When Kate talked like that, Billie pretended not to hear.
They had to make a fuss at the hotel, to change their room to one on the first floor, so that Billie didn’t have to climb too many stairs. Kate told herself she’d done the right thing, getting away from the old house, leaving behind her disasters. She began to calculate how long their money would last if they led a hotel life here as people did in old novels, blessedly irresponsible, not having to worry about leaks in the roof or throwing out sour milk; they weren’t very solid calculations, she wasn’t really sure how much money was left, she had never quite got round to searching through Billie’s papers and making the necessary calls to find out exactly. Their room was plain and high, painted white, with an austere handsome marble fireplace, a window overlooking the street where taxis splashed past in the wet, and a framed photograph of lions in the Serengeti; partitioned from next door, the elaborate plaster coving sliced through abruptly. The television was small and black-and-white, with a twisted coat-hanger stuck in for an aerial. It rained all that first day, so that they couldn’t go anywhere until the evening, when they found an Italian restaurant round the corner; Kate ate a third of a plate of pasta and then smoked, Billie polished off three courses, finishing with a glass of something sticky and yellow. Back at their room Kate telephoned Max, while Billie, with every appearance of deep interest, watched through a fog of interference a police drama already halfway through.

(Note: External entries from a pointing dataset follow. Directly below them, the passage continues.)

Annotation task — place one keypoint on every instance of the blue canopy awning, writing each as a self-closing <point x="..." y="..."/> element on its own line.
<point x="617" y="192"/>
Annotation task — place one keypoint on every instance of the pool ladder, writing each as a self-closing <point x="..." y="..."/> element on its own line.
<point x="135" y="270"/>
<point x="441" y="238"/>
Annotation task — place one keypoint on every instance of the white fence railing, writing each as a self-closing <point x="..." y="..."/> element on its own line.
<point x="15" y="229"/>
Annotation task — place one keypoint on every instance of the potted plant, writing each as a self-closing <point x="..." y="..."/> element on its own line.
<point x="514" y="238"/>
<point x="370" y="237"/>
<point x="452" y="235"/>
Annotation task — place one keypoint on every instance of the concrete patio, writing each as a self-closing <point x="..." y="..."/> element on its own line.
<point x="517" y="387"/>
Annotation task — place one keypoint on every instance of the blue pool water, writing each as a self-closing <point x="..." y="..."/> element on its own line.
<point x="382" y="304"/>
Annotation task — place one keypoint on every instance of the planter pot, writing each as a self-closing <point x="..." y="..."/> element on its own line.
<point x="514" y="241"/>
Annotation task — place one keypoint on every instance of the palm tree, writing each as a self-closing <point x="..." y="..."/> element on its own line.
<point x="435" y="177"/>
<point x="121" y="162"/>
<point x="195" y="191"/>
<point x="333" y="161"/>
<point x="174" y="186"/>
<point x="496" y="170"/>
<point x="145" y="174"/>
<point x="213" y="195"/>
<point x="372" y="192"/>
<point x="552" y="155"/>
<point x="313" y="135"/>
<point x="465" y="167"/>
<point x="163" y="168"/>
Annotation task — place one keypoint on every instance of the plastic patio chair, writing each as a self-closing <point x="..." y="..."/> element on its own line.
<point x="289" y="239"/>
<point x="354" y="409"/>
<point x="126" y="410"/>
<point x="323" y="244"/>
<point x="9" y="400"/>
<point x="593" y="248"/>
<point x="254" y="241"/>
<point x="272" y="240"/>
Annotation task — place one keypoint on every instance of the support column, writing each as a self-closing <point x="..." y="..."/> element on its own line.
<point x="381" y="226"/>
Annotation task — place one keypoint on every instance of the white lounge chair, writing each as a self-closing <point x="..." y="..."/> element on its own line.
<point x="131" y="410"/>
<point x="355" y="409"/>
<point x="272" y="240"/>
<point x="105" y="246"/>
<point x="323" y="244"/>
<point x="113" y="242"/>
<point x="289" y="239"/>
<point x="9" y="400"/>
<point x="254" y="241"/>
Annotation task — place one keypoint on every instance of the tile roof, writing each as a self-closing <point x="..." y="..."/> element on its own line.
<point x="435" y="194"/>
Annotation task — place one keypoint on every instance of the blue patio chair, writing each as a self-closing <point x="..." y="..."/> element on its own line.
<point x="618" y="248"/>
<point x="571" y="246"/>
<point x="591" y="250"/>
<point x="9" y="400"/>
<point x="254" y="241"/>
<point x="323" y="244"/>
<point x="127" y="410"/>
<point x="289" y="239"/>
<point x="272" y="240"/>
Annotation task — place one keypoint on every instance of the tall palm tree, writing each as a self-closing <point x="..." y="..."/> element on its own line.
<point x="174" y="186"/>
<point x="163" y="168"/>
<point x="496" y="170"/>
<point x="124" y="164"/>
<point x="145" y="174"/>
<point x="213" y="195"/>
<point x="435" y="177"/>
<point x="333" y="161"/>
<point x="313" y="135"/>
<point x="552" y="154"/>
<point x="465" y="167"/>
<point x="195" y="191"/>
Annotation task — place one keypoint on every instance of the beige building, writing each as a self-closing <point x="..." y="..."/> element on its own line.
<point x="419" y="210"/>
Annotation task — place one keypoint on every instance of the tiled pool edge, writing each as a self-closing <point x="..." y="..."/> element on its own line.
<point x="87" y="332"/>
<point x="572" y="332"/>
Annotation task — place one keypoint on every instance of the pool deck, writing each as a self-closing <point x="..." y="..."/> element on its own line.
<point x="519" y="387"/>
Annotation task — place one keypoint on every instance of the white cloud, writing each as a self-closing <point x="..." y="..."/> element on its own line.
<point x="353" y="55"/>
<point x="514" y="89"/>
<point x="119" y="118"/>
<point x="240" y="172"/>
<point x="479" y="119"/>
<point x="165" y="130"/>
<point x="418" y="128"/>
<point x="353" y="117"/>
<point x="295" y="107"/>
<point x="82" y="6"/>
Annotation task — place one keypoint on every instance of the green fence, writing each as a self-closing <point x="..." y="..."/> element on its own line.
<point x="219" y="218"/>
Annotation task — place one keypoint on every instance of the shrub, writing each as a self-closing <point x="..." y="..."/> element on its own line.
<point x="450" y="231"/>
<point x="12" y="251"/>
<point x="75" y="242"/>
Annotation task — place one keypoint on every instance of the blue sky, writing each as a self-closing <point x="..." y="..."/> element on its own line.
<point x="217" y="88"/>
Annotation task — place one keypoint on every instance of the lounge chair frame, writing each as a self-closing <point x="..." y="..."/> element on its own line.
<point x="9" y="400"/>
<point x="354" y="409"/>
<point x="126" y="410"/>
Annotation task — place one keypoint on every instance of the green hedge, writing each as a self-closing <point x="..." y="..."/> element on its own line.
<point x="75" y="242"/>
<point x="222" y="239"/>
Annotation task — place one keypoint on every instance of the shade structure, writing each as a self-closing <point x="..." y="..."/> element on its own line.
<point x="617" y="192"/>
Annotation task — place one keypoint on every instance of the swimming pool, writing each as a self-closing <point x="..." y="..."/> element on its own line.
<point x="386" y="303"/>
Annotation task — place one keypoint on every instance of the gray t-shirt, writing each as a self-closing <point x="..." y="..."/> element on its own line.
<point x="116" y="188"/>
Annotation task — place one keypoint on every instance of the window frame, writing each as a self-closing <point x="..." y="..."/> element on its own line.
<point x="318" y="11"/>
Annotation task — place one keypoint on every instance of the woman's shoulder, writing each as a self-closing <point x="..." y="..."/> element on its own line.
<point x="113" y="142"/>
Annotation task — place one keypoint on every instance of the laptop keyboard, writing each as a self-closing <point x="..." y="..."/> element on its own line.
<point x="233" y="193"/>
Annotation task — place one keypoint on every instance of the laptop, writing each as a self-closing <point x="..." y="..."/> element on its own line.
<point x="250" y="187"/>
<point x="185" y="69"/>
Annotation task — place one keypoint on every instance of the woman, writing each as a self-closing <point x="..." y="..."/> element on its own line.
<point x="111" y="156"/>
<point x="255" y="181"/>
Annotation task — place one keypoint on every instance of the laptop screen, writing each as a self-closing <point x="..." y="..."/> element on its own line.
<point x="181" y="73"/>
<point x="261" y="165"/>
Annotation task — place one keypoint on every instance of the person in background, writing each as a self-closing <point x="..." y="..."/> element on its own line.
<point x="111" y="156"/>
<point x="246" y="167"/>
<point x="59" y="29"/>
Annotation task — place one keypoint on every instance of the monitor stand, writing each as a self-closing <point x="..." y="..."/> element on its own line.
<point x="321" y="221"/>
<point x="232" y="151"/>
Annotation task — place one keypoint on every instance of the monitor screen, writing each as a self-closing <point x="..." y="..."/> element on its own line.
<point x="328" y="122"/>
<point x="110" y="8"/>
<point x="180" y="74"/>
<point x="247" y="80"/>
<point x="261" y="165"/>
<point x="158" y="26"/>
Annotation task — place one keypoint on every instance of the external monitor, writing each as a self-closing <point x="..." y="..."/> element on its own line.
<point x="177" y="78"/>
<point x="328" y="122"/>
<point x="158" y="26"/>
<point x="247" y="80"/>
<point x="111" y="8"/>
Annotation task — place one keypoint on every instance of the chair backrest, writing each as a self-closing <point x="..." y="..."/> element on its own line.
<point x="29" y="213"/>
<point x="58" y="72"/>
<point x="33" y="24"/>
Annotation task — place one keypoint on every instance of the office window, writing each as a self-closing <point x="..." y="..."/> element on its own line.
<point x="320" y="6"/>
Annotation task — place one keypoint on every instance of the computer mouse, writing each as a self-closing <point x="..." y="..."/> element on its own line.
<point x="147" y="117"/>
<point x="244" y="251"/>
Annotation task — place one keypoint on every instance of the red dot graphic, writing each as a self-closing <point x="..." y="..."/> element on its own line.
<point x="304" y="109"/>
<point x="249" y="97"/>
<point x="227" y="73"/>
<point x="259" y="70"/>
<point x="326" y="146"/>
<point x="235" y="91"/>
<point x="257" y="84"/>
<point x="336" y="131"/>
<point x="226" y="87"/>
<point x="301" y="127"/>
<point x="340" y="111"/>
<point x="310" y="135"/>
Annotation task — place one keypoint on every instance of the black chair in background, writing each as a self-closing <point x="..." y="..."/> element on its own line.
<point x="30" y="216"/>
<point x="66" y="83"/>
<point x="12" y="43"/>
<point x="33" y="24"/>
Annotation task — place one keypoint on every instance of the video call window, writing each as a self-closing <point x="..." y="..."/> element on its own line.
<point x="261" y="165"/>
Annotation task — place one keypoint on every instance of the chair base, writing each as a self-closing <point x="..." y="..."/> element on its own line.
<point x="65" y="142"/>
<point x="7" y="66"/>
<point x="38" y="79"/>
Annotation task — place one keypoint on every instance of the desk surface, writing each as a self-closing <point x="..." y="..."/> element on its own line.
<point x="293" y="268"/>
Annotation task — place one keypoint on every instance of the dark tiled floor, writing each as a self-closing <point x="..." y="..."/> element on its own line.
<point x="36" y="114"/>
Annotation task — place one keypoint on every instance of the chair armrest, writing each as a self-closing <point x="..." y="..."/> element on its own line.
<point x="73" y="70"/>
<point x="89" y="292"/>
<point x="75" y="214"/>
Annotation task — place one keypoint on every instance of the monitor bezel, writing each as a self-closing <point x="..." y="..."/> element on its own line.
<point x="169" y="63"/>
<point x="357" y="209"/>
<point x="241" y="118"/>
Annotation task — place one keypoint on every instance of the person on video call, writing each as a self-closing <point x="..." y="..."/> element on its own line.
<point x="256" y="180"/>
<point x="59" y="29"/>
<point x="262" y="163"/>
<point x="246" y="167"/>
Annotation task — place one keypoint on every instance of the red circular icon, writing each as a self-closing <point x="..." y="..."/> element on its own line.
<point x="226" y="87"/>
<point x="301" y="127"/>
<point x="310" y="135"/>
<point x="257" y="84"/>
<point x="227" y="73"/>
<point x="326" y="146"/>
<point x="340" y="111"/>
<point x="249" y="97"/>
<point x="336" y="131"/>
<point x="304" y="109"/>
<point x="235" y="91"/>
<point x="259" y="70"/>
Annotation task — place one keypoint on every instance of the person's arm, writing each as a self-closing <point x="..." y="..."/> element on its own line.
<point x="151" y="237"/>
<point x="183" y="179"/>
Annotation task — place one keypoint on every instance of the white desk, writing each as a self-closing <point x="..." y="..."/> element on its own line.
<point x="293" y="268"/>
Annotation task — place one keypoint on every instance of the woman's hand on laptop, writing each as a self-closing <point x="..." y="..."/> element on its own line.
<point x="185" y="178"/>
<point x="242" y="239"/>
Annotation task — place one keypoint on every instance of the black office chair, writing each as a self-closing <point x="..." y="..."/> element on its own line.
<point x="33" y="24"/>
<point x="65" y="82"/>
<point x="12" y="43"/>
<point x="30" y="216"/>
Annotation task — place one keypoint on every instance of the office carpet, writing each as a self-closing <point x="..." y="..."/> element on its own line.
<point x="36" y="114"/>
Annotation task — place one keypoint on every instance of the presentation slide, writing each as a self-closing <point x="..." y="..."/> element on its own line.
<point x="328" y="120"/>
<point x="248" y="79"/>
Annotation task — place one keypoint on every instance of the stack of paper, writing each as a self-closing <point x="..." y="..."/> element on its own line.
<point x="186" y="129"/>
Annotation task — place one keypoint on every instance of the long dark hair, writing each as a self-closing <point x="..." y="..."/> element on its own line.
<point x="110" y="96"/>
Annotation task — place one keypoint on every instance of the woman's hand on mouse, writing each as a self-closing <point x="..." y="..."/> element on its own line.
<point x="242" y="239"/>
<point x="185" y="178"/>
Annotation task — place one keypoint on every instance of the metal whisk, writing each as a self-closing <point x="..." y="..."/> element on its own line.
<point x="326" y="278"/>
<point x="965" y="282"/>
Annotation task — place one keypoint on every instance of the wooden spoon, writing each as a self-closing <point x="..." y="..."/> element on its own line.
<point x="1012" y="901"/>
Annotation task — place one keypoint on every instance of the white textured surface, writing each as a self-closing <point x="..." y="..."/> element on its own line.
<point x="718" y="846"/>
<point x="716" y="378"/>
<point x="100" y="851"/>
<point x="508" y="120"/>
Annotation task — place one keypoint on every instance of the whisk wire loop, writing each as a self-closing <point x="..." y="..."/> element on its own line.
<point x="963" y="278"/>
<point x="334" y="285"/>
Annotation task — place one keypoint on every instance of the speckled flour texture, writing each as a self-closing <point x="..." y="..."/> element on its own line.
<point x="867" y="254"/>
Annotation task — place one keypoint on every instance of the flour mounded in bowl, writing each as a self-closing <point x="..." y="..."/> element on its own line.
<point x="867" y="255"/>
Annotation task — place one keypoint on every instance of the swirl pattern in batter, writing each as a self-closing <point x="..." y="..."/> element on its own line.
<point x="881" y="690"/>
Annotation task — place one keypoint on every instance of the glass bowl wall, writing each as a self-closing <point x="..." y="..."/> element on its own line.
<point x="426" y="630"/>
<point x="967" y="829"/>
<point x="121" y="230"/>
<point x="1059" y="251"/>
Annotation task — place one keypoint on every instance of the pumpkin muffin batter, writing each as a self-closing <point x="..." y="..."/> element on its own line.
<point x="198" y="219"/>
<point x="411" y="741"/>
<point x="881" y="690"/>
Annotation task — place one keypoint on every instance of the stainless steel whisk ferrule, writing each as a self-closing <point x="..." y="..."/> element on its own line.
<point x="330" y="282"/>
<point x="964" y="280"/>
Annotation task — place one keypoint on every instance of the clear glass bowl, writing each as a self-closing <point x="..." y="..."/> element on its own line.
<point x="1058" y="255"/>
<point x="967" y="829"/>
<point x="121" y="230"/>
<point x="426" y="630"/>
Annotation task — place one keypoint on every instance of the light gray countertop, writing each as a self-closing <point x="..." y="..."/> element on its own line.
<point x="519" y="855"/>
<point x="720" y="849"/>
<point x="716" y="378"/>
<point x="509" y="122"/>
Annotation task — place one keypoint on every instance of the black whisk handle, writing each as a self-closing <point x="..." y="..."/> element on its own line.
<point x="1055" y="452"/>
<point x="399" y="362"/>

— Max, I’ve run away, I’m here in London.
— Katie? Whereabouts: ‘here’?
— Something dreadful has happened.
— I thought everything was going so well.
— Because you’ve no idea.
— Where are you? What’s happened? D’you want to come round?
— I can’t tell you now: I’m not alone.
— Oh, Katie: I hope you haven’t made a terrible mistake.
— We’re too tired to come tonight. We’re in our pyjamas already. We’ll come tomorrow evening.
— I’m not at all convinced it’s the best thing, us meeting him.
— Not him, silly: it’s Billie I’m here with.
— Ah. That’s OK, I think: I’ll just check with Sherie.